There’s more. If, at the end of that 30-day period a bank claims it can’t pay the money back, the Fed says the banks can renew them for another 30-days. And then another and another renewal can be had and at no additional charge or late fee. How would you like to have a credit card that worked like that?
And any bank endlessly renewing these Fed "loans" is not required to prove they really need the money in order to remain solvent.
And since there was suddenly no market for the $billions in mortgages and mortgage backed securities the big investment banks and select friends made an estimated near $trillion on, Nanny and the Fed, for the first time in history, are allowing Goldman and friends to use those now nearly worthless assets as collateral so they can borrow even more cheap, easy term money as a courtesy and convience..
As you can see, the solution to the easy and cheap credit problem is more cheap and easy credit but only for those at the top
of the totem pole
But look at the bright side. It is doubtful that any masters of the universe will get behind on the yacht upkeep or miss the Gulf Stream jet payment.
And if you have been listening, Goldman Sachs is hollering for help as loud as anybody else. if not more.
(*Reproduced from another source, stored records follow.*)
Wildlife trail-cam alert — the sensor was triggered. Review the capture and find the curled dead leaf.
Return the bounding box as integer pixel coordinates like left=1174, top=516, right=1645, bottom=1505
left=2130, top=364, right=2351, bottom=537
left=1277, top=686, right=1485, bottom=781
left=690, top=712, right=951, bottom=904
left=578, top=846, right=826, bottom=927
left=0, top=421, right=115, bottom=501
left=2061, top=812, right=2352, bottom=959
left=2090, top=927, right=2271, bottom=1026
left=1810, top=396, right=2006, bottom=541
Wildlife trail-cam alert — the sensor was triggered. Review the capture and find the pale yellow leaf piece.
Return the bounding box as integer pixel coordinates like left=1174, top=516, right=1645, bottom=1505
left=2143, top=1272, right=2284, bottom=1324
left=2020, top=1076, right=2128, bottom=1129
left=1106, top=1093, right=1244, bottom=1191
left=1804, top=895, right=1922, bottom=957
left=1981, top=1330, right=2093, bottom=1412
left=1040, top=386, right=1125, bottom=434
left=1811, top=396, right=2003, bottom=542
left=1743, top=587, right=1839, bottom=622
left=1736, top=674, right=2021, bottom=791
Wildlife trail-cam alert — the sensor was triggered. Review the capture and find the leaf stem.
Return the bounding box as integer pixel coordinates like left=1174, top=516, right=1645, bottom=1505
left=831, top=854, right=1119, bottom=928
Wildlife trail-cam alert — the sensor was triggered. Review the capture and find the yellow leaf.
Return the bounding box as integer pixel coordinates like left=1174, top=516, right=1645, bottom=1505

And for good reason.
Goldman is the colossus of hedge funds and the equity trading business..Last year, the bank reported making $8.5B from its percentage cut on the racket and that is 25% more than its nearest rival Merrill Lynch which returned $6.7B.
And because of the crisis we got a rare peek into the Goldman rackets. One of its hedge funds, Global Equity Opportunities is rumored to have lost $2 to $3 billion in less then a month.. Another rumor is this is why Ben and Nanny decided on the Thursday night bailout. We will probably never know the amount but it obvious there are some problems on Wall Street and at Goldman Sachs.
Now Goldman’s Global Equity is really a club for well-connected wealthy investors ($5 million gets you a seat at the table), many of which are Goldman executives who also knew a lot more then they should about what stocks were going up or down on the New York Stock Exchange For these privlieged elite, the Goldman fund pumped in $6 of cheap borrowed money for every dollar raised from the members for a very small percentage fee on profits. Also, as they say on Wall Street, the leverage was a very sweet 6 to 1.
And what does that mean. Let me explain it like this, a hypothetical if not typical situation.
If you buy a stock for $36 and sell it for $72 four months later, you’ve made 100% on your money. If you add $30 of borrowed money to $6 of your own to buy the stock at $36 and sell the shares at $72, your profit is $36, but you’ve made 600% on your $6 of which the hedge fund takes a percentage, roughly 2 percent or 72 cents, so your profit is now $35.24 on the $6 which is 587% and you can live with that.
Multiply that transaction times billions and you are talking not billions but a trillion or more in profits and which is why offshore tax havens like the Cayman Islands and the Bahamas are booming.
But the worm turned as we have been reading.
So now, let’s say you put up $6 and borrow an additional $30 to buy a stock at $36. The stock falls to $18. You have lost $18 on the stock but still have have a stock worth $12 after subtracting your $6. But all of a sudden, becase of the panic that came with this crisis, you have to pay back $30 and quickly for that $2 stock. Your loss is now 300%.
Multiply that little transaction times billions and you understand why Wall Street is close to a nervous breakdown..
Now some people think that since so much money had been made in this business, the wealthiest of the capitalists can ride out the storm. Are not such losses a normal part of the free market as it is for other people?
Not really. If you were a Wall Street executive and started talking like that they would think you were ready for some mental help or and you might suddenly find yourself working in the corporate cafeteria..
P.S. Remember, these are the people that not long ago were pushing for the privatization of your Social Security program.